Approximate leave-future-out cross validation for Bayesian time series models

Paul Bürkner, Jonah Gabry, and Aki Vehtari write:

One of the common goals of time series analysis is to use the observed series to inform predictions for future observations. In the absence of any actual new data to predict, cross-validation can be used to estimate a model’s future predictive accuracy, for instance, for the purpose of model comparison or selection. Exact cross-validation for Bayesian models is often computationally expensive, but approximate cross-validation methods have been developed, most notably methods for leave-one-out cross-validation (LOO-CV). If the actual prediction task is to predict the future given the past, LOO-CV provides an overly optimistic estimate because the information from future observations is available to influence predictions of the past. To properly account for the time series structure, we can use leave-future-out cross-validation (LFO-CV). Like exact LOO-CV, exact LFO-CV requires refitting the model many times to different subsets of the data. Using Pareto smoothed importance sampling, we propose a method for approximating exact LFO-CV that drastically reduces the computational costs while also providing informative diagnostics about the quality of the approximation.
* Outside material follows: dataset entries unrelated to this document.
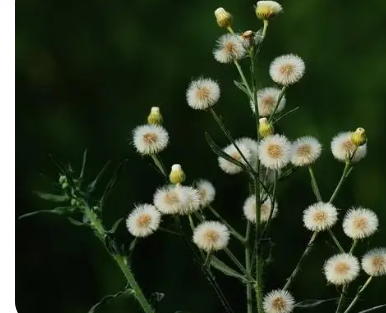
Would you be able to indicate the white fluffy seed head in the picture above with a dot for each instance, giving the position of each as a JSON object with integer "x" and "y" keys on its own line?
{"x": 150, "y": 139}
{"x": 374, "y": 262}
{"x": 320, "y": 216}
{"x": 211, "y": 236}
{"x": 249, "y": 209}
{"x": 143, "y": 220}
{"x": 229, "y": 48}
{"x": 275, "y": 151}
{"x": 206, "y": 191}
{"x": 266, "y": 101}
{"x": 278, "y": 301}
{"x": 341, "y": 269}
{"x": 343, "y": 148}
{"x": 305, "y": 151}
{"x": 287, "y": 69}
{"x": 229, "y": 167}
{"x": 360, "y": 223}
{"x": 202, "y": 93}
{"x": 267, "y": 9}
A useful generalization, I’d say!

More should be possible, although I’m not quite sure how. One concern with leave-future-out is that you’re evaluating model fit for the early points in the series in a different way than how you’re evaluating later points in the series. Which makes me think that this sort of marginal evaluation could be done in other settings as well. Maybe one way to understand what’s possible would be to apply this mixed marginal/conditional predictive idea (something sliding between prior and posterior predictive checking) for the simpler problem of regression with independent data points. In some sense, leave-one-out or other forms of cross validation are already intermediate steps along this continuum, so maybe this is a good opportunity to explore these ideas further. From the other direction, we can consider problems such as spatial and network models in which there is no ordering, and cross-validation is related to the pseudo-likelihood idea of Besag (1974).

1 thought on “Approximate leave-future-out cross validation for Bayesian time series models

  1. Maybe this is not a good idea, but has anyone done this with a sliding window for the data included in the model so that the training/predictive subsets are equally sized across the time series?